You may see a prompt asking if you want to upgrade certain packages or configurations. That's where you need to be extra careful because it may overwrite your custom configurations. In my case, I usually get two prompts, for Redis and php.ini.
Update Redis? Y
Update php.ini? N
(keep the local version currently installed)

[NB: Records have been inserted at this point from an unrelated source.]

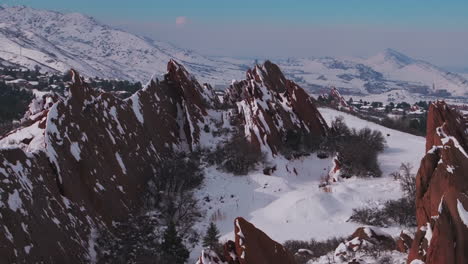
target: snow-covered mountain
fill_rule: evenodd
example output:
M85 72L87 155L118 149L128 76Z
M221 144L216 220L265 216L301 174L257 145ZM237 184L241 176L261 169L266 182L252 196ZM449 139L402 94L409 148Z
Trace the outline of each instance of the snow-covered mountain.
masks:
M465 77L392 49L368 59L286 59L279 65L290 78L312 90L335 86L344 93L364 95L391 90L440 94L445 89L454 96L468 93Z
M62 72L73 67L86 76L146 82L153 74L163 74L167 61L177 59L212 84L240 79L246 68L114 29L79 13L1 7L0 22L0 58L28 67Z
M142 82L153 74L163 74L166 62L176 59L200 81L224 86L232 79L243 79L246 65L252 64L251 60L202 56L82 14L29 7L0 8L1 59L49 71L75 68L85 76ZM414 97L414 93L441 97L447 95L441 92L444 89L454 96L468 93L466 76L391 49L368 59L286 58L274 62L310 92L335 86L343 94L383 94L385 98Z

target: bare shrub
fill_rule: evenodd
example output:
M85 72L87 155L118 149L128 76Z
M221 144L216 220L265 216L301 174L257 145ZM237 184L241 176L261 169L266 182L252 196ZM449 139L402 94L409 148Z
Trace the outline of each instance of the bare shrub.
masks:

# updates available list of packages & versions
sudo apt update
# lists the installed packages
sudo apt list --installed
# lists the packages that can be upgraded
sudo apt list --upgradeable
# actually perform the package upgrades
sudo apt upgrade
# removes packages that are no longer required
sudo apt autoremove
Finally, reboot the server.
sudo reboot
Check if services are running
Once the system has rebooted, SSH back into it. You should be greeted with this shiny new message:
0 packages can be updated.
0 updates are security updates.
Now check if your vital services are running. In my case there are only 3 I care about:
systemctl status systemd-journald supervisor redis
If these are green (Active: active (running)
), you are good to go.
Restart Nginx
# Starts the Nginx service
sudo systemctl start nginx
# Stops the Nginx service
sudo systemctl stop nginx
# Stops then starts the Nginx service
sudo systemctl restart nginx
# Gracefully restarts the Nginx service
sudo systemctl reload nginx
# Shows the status of the Nginx service
sudo systemctl status nginx
This concludes my maintenance procedure for Laravel Forge provisioned servers. I will update these instructions as I see fit, but in the meantime keep on forging ahead!